Good way to using reference in a function with thread

Hi, I was asked to implement a function to compare two lists, which was sent in as '&' reference.
Considering that the two lists might be very large, so I decide to use multi-thread inside the function.
The code was like this:

fn isSub<T: PartialEq + Sync>(first_list: &'static [T], second_list: &'static [T]) -> bool {
    let (tx, rx) = channel();

    spawn(move || {
       	//something compare elements and send result to tx.

	// something gets all results from rx and summarize.
	// then make sure the thread has stopped using join, and return.

Then I was asked to make the lifetime of two params static, which is fully understandable. The compiler concerns that the memory of two params is recollected before the thread ends.

These are what I have known:

  1. I can use Box::leak() to get a static ref of the lists.
  2. or I need to change the way the params were sent in, like Arc.

But all of the above solution need to change the context. (the first one is preferred now, but it still causes several changes in the context), like this:

let huge: Vec<u32> = ...;
let huge_boxed = huge.into_boxed_slice();
let huge_ref = Box::leak(huge_boxed);

// then send huge_ref inside the function.

What I want to ask is:

In this case, I believe I know what I am doing and willing to take any consequences. Is there any way that no need to change the context. I mean like an unsafe way. I tried to use unsafe block and send pointer into the thread, but the compiler asked me not doing that, it said something like it's no safe to pass a *const T into a thread.

I hope I can know more about the unsafe feature in Rust, I think the unsafe part in the doc "The Rust Programming Language" maybe not fully covered.

Anyway, Rust is great, I'm now enjoying coding with it, thank you in advance.

1 Like

You can use rayon to easily parallelize this.

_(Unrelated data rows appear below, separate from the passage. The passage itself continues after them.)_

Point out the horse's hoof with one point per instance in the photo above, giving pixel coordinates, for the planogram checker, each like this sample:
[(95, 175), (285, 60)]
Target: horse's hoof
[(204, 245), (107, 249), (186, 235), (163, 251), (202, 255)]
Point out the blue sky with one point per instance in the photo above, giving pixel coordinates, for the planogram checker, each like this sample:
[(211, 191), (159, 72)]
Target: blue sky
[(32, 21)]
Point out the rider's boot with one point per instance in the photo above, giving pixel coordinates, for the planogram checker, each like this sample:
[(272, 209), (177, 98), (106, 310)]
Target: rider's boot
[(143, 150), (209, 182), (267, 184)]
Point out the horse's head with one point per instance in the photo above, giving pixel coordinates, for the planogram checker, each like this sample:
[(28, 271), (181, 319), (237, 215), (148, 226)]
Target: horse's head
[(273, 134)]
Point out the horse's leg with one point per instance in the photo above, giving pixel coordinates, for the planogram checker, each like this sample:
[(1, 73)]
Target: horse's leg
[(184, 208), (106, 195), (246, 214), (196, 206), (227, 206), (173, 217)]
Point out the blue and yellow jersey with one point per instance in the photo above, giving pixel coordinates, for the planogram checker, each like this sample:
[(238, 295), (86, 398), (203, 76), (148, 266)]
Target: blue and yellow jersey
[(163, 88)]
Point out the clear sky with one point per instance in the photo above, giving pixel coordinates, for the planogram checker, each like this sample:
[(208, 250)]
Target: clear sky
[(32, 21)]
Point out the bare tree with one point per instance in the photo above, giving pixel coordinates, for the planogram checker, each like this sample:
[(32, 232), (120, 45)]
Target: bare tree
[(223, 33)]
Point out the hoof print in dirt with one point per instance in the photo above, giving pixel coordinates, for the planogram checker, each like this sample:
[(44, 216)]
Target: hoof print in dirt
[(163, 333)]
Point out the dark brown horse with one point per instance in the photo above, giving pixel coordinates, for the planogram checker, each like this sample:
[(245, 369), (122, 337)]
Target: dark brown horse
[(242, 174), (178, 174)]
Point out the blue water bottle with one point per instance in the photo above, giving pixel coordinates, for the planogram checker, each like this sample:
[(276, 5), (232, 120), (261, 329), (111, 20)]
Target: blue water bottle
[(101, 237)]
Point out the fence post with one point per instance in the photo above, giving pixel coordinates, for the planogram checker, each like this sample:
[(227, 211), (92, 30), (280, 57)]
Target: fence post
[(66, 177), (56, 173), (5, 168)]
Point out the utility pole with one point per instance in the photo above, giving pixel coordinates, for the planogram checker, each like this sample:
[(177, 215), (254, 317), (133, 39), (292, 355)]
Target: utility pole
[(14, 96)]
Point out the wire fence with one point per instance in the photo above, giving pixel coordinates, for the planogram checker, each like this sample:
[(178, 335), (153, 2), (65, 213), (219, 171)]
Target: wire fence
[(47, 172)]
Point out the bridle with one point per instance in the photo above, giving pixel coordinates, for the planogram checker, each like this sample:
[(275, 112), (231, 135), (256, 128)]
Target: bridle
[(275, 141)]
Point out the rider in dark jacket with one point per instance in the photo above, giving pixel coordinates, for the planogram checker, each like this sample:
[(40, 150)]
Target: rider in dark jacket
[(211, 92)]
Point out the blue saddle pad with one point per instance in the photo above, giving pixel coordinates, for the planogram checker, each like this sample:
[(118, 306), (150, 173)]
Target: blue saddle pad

Alright a few things to note here:

  • This could have all been avoided with rayon's .par_iter() method on slices and other things.
  • Putting this on a single other thread and then joining would have the same time span as single threadedness:
//Timing for this is worse than just calling my_very_long_task in a 
//single threaded context
let handle = thread::spawn(move || {my_very_long_task(my_mutex)});
//On the other hand, this is what it's meant to be for:
let handle = thread::spawn(move || {/**/});
handle.join(); //Here we can be assured that there is no separate thread
  • If you want more information on the black magic that is unsafe take a look at the rustonomicon
  • Box::leak(another_box) is unsafe to try to change the lifetime of things. It's basically a std::mem::transmute() to change the lifetime of a reference by turning it into a pointer and you must also remember to get rid of it later by calling from_raw... it's just a mess
  • Instead, using a Arc<RwLock<T: Deref<Target=&[Data]>>> is probably the best way to go, especially by not requiring the lock on the mutex, and being able to use .read

On another note, it's great to hear that you're enjoying rust! It's always good to see the community growing!

1 Like

Box::leak is perfectly safe

To illustrate my point

let a: i32 = 0;
let b = Box::new(&a);
let a_ref: &'static mut &i32 = Box::leak(b); // error[E0597]: `a` does not live long enough
1 Like

Hi, thank you so much for the reply. I'm really happy that I started this topic, things I learnt here are really dazzling. I'll give it a little try with the black magic as a language learner, and as a application developer I'll just use the fantastic Rayon.

1 Like

Hi, Thank you very much for introducing Rayon!
I think why the box leak is not safe is because it leaves the data on heap last to the end of whole program lifetime(static). it may take a lot of memory if it's not recollected.

Well, leaking memory is safe. As in, leaking memory will not change the output of your program and will not incur undefined behavior. We even have a function to do it, std::mem::forget. It may make your program less efficient or less secure, but those are not the same as being memory unsafe.

1 Like

Yes, that's correct:

This function is mainly useful for data that lives for the remainder of the program's life. Dropping the returned reference will cause a memory leak. If this is not acceptable, the reference should first be wrapped with the Box::from_raw function producing a Box . This Box can then be dropped which will properly destroy T and release the allocated memory.

But as @RustyYato said, it is safe

1 Like

Rust has a specific definition of what is considered memory unsafe. The nomicon goes over this here.